Cortesi F., Hepperle, E. (2010). Impacts of Megatrends on Soils. In: Hepperle, E., Dixon-Gough, R., Kalbro, T., Mansberger, R., Meyer-Cech, K. (eds.), Core-Themes of Land Use Politics: Sustainability and Balance of Interests p. 55-69. European Faculty of Land Use and Development. Zurich, vdf Hochschulverlag AG an der ETH Zürich.
To date soil quality is often disregarded in the sustainability assessment of land uses (Hartemink 2008). However, soil quality is currently being increasingly realized as a necessity for a sustainable development. Haber 2007 has identified a principal re-quirement for being capable of managing three main ecological traps of humankind, the energy, the food and the land occupation trap; namely, the availability of adequate arable and pasture land with suitable soils.
Megatrends impose increasing demands for fertile soils as well as new pressures on soil quality which both have to be managed within a sustainable resource management. To meet new demands and to sustain soil quality, regional land-use strategies should be de-veloped which help to close both, the gap between global megatrends’ demands and pres-sures as well as between pressures and the local preservation of adequate soil quality. Sustainable land use strategies must, on the one hand, be capable of managing both short- and long-term needs for ecosystem services and, on the other hand, preserve the resilience of the soil resource (Foley, DeFries et al. 2005; Chhabra, Geist et al. 2006).
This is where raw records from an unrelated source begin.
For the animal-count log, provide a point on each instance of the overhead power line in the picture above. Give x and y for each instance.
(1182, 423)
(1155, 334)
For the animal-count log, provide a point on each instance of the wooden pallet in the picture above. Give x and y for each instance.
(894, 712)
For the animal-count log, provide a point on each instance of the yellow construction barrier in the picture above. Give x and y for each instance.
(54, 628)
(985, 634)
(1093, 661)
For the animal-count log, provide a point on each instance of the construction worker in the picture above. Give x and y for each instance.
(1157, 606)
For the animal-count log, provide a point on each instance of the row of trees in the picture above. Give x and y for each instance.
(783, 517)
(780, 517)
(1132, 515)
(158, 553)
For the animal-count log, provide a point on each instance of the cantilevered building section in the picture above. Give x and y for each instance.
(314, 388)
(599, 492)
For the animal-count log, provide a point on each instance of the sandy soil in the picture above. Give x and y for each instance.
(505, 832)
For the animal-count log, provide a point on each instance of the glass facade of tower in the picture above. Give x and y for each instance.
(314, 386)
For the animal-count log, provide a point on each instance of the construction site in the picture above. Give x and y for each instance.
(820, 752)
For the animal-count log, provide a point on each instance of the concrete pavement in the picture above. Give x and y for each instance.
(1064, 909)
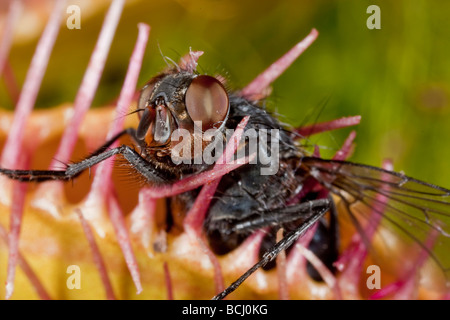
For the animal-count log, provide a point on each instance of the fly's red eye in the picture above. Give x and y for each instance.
(207, 101)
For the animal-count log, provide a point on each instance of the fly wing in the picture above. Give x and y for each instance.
(415, 208)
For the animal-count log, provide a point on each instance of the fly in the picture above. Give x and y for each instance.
(296, 194)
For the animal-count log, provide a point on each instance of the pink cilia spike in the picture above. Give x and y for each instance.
(94, 204)
(195, 217)
(310, 130)
(352, 259)
(405, 288)
(168, 281)
(258, 87)
(11, 83)
(98, 259)
(27, 270)
(346, 149)
(142, 220)
(13, 148)
(50, 192)
(15, 8)
(283, 285)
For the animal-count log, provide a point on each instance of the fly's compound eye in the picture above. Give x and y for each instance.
(207, 101)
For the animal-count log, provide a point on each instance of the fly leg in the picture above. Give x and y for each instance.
(144, 167)
(308, 213)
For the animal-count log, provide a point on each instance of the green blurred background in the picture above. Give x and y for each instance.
(397, 78)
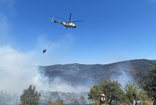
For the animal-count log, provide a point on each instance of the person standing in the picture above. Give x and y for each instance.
(136, 100)
(154, 95)
(102, 99)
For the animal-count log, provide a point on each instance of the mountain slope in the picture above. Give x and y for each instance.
(82, 74)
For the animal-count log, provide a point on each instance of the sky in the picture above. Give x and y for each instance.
(112, 31)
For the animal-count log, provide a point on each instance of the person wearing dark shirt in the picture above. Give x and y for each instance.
(136, 100)
(154, 95)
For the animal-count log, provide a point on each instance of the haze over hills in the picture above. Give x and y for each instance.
(88, 75)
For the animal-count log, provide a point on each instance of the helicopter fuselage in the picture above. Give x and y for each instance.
(69, 24)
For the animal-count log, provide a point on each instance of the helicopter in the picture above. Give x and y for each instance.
(67, 24)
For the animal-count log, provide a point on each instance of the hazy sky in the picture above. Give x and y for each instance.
(113, 30)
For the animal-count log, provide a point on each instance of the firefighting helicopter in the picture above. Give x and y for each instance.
(67, 24)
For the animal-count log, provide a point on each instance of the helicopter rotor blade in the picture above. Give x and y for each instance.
(78, 21)
(70, 17)
(61, 18)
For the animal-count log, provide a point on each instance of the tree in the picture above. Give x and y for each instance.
(59, 101)
(152, 76)
(131, 88)
(30, 96)
(75, 100)
(112, 90)
(82, 99)
(95, 92)
(151, 80)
To be able to meet these requirements we need to know (i) what changing demands and pressures on soil come from megatrends and (ii) where and how soil quality is at risk due to current and future pressures at a regional level. Today this knowledge is inadequate and must be extended.
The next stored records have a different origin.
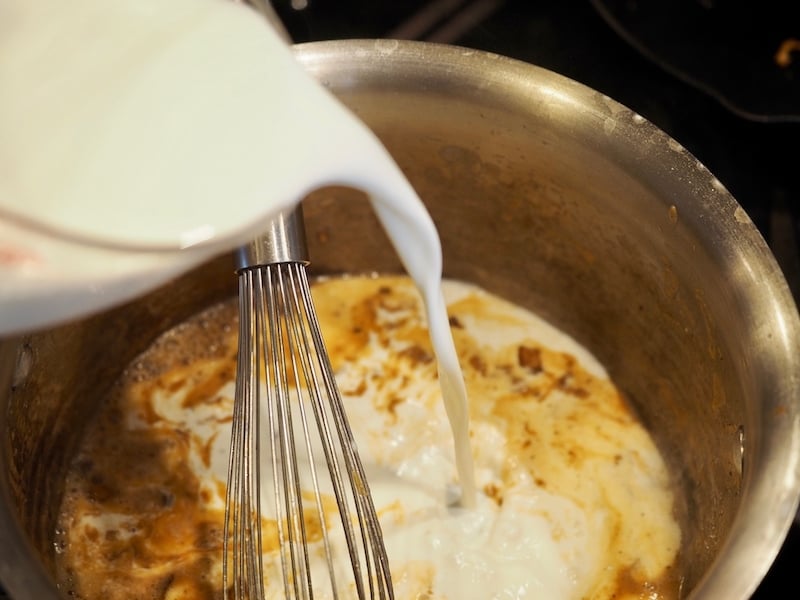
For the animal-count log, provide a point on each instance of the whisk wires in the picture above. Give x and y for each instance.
(289, 417)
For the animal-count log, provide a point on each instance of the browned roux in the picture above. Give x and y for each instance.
(143, 512)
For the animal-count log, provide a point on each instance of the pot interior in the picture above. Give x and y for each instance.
(554, 197)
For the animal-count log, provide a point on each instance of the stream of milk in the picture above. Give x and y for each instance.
(151, 120)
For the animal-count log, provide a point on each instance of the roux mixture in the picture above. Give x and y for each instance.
(574, 501)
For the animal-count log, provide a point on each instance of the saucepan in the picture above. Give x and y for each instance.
(549, 194)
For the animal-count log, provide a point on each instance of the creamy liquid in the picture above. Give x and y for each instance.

In this article, general research requirements of this task are identified and two general research approaches are presented according to the DPSIR-framework. However, there is probably no methodology to effectively close the cap between megatrends’ developments at the global scale and impacts on the soil resource at the local scale since the diverse systemic interlinkages will always involve a high grade of insecurity. But, by means of the mixed top-down/bottom-up approach important pressures on soil can be identified: On the one hand, the top-down approach gains insights into pressures coming from megatrends and help us understand the relevance of these pressures on land and soils on a regional scale. On the other hand, the bottom-up approach gains insights into changes in local soil quality. By means of a regional case study, a balance of soil quality change can be accomplished and responsible pressures be identified. Hence, pressures are the key element in the DPSIR-framework which help us to interlink different geographical scales.
Societal responses to megatrends’ pressures must take place on the level of strategic planning where decisions at an intermediary thematical and geographical level of abstraction are taken, as depicted in Figure 5. Unlike, responses which are directed to driving forces aim at discussing societal developments more generally and responses directed to state and impacts aim at the development and implementation of measures to prevent soil quality at a more operational level.